The Chilean writers Roberto Bolaño and Pedro Lemebel wrote about Böttner in their novels Estrella Distante (1996) and Loco Afán (1996), respectively. Both of these writers used her life to advance a political theory of Chilean artistry. For her early life, Bolaño indicated that while still in Chile, she held secret street performances to save money to leave for Germany, even though she had left with her parents at 14; for her adult life, he said that she attempted to commit suicide, even though such an attempt never took place. According to Latin American studies scholar Carl Fischer, Bolaño's writing focused more on "what she failed at and hid" than "what she revealed", and he used her to demonstrate the types of people he thought were excluded from the Chilean literary canon. For Lemebel, Böttner served as one of his crónicas (chronicles) of LGBT life in the dictatorship of Augusto Pinochet, able to resist heterosexism and militarism through her "unfolding" of gender expectations.

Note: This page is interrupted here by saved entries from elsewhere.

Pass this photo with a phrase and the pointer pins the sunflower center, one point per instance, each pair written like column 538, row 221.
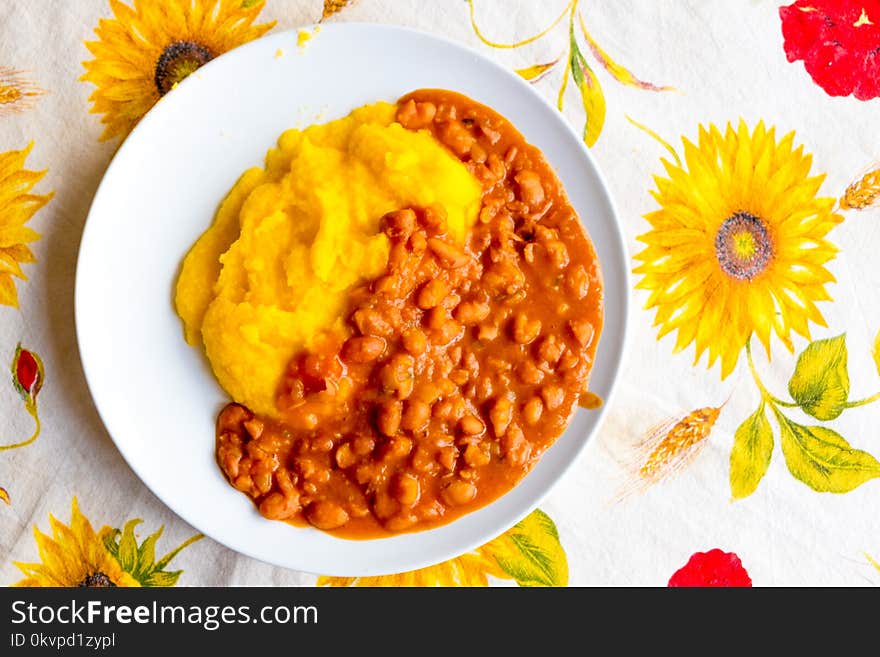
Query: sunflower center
column 8, row 94
column 177, row 61
column 743, row 246
column 97, row 580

She was a central character in scenes of Frank Garvey's film Wall of Ashes (2009), where she easily cleaned and refilled a pot using her feet. According to Fischer, Böttner saw carrying out normal actions (such as cleaning dishes) as her principal art form, since ones perception of her disability forced her to become a kind of exhibitionist in doing everyday tasks. She wished to "open people's eyes and show them how stupid it is to hide behind a bourgeois façade" through her life. In Michael Stahlberg's documentary Lorenza (1991), she orders cheese from a clerk, only for the camera to cut out when she is due to take them. For Fischer, this represents Böttner's artistic milieu: She exhibits "quotidian" actions, while also leaving some questions entirely unresolved.

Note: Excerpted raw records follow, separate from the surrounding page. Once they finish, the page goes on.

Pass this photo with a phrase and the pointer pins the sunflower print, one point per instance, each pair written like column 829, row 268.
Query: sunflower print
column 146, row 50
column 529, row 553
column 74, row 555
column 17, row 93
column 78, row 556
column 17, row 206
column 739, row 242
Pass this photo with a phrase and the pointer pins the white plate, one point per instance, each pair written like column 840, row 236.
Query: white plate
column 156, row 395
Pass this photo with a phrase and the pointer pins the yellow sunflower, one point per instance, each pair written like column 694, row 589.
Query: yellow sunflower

In 2016, documenta in Kassel, Germany, began a public showing of her art. From 2018 onward, Preciado held a series of events showcasing Böttner's work in locations such as La Virreina Centre de la Imatge in Barcelona and the Württembergischer Kunstverein in Stuttgart. The exhibitions of documenta and Preciado marked the first time much of her work had been publicly seen in decades. While she did not receive widespread recognition for her work during her life, in 2024, journalist Cassidy George describes her as increasingly "recognized as a significant contribution to the art-historical canon, in part for its radical representation of atypical bodies".